ポタリ、と甘いローズの香りがするオイルが垂らされる。
「そんなゴワゴワな髪じゃ、私の抱き枕としての品質に関わるわ。
徹底的にメンテナンスしてあげる」
そう言って、彼女は私の髪を梳かし始めた。
スッ、スッ、と。
リズム良くブラシが通るたびに、頭皮が心地よく刺激される。
絡まった部分は、指先で丁寧に、驚くほど優しく解いてくれる。
「痛くない?」
「……はい。全然、痛くないです」
むしろ、気持ちいい。
誰かに髪を梳かしてもらうなんて、いつぶりだろう。
子供の頃、母親にしてもらった時以来かもしれない。
「……貴女の髪、色は悪くないのよね」
背中で、セシリア様が独り言のように呟いた。
「手入れさえすれば、きっと綺麗な栗色になるわ。
絹糸みたいにツヤツヤにして、誰もが振り返るようにしてあげる」
「そんな……私なんかに、もったいないです」
「うるさいわね。私がそうしたいの」
彼女は私の髪を掬い上げ、楽しそうにブラシを動かす。
その手つきは、お気に入りの着せ替え人形を愛でる少女のようだ。
「……ねえ」
「はい」
「あの能率バカの王子が言ってたこと、まだ気にしてる?」
不意を突かれた。
ドキリと心臓が跳ねる。
「……少しだけ」
「馬鹿ね」
彼女はブラシを止め、私の首筋にそっと触れた。
冷たい指先。けれど、そこには確かな体温がある。
「あんな男には一生分からないわ。
雨の日に、こうして無意味な時間を過ごすことの豊かさが。
ただ髪を梳かして、ココアを飲んで、雨音を聞く。
これ以上の『生産性』がどこにあるって言うのよ」
彼女の言葉が、温かいココアのように胸に染み渡る。
無意味な時間。
生産性のない行為。
前世では「悪」だと切り捨てられていたものが、ここでは宝石のような価値を持つ。
「……ありがとうございます、セシリア様」
「お礼を言うのは早いわ。ほら、できた」
彼女が手鏡を私の前に差し出した。
そこには、丁寧にブローされ、天使の輪ができるほどツヤツヤになった私の髪が映っていた。

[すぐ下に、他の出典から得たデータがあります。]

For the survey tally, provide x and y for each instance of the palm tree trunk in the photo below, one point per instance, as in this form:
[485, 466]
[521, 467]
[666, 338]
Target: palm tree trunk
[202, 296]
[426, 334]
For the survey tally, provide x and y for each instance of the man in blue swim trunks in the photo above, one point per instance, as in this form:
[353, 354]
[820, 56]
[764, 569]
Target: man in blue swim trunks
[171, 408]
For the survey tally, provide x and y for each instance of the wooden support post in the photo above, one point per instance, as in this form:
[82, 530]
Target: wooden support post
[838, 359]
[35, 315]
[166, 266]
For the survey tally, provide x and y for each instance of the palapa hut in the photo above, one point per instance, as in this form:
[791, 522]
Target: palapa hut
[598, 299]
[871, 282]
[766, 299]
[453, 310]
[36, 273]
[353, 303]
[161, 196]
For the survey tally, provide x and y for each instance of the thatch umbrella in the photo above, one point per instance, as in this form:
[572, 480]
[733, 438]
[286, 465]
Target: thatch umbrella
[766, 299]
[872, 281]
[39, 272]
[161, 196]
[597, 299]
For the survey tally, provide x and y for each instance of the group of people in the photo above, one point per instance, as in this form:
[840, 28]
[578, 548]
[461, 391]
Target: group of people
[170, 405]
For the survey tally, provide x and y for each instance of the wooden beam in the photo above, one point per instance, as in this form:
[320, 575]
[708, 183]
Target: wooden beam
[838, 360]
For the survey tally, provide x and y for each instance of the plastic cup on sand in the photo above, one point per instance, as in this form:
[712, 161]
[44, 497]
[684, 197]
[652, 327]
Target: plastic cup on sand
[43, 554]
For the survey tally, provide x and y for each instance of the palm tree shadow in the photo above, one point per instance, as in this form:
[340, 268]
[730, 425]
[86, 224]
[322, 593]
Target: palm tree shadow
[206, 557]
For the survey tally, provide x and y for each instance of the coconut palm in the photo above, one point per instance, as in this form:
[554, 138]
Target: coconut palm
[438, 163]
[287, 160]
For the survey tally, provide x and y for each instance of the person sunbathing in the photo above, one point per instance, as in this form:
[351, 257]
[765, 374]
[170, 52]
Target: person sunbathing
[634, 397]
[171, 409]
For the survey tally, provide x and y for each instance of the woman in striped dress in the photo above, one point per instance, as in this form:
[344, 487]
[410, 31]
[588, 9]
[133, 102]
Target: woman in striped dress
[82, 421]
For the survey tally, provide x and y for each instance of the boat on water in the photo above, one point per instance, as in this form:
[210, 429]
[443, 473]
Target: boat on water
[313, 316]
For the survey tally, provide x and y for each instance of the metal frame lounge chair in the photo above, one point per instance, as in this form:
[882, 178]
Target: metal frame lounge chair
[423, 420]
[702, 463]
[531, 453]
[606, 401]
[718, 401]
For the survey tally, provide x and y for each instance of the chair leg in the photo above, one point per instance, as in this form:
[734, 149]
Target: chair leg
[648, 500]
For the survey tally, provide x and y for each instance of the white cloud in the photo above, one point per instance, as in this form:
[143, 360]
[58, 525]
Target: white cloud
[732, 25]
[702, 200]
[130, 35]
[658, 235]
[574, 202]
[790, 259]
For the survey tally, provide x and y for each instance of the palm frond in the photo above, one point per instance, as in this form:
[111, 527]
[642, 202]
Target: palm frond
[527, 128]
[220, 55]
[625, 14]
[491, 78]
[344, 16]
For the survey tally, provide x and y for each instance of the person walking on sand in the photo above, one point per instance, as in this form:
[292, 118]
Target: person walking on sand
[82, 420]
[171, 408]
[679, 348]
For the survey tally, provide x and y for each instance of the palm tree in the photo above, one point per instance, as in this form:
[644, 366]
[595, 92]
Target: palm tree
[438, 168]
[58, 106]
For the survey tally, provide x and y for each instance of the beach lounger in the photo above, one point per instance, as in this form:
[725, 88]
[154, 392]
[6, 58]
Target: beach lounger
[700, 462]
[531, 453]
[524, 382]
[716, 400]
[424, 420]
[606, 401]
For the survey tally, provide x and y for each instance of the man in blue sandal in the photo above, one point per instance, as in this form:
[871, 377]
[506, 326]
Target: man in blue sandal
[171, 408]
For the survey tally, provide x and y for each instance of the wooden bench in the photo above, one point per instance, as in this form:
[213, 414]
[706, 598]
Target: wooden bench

サイドには、彼女のドレスとお揃いの深紅のリボンが結ばれている。
「わあ……これが、私……?」
「ふふん。どう? これなら、私のペットとして連れ歩いても恥ずかしくないでしょう?」
鏡の中の私は、少しだけ自信を持てそうな顔をしていた。
それはきっと、髪が綺麗になったからだけじゃない。
鏡の端に映る、背後のセシリア様が、とても優しく微笑んでいたからだ。
「さあ、メンテナンス終了よ。
雨が止むまで、またお昼寝の時間にしましょう」
彼女はブラシを置くと、そのまま私の背中にドサリと寄りかかってきた。
重い。でも、温かい。
「……セシリア様、重いです」
「我慢なさい。貴女は私の特等席なんだから」
窓の外では、まだ雨が降り続いている。
けれど、もうちっとも憂鬱じゃなかった。
この「のんびりとした牢獄」の中でなら、私はきっと、一生出所できなくても構わない。
背中に感じる主人の鼓動を聞きながら、私は静かに目を閉じた。
雨の日も、悪くない。
そう思えたのは、二度の人生で初めてのことだった。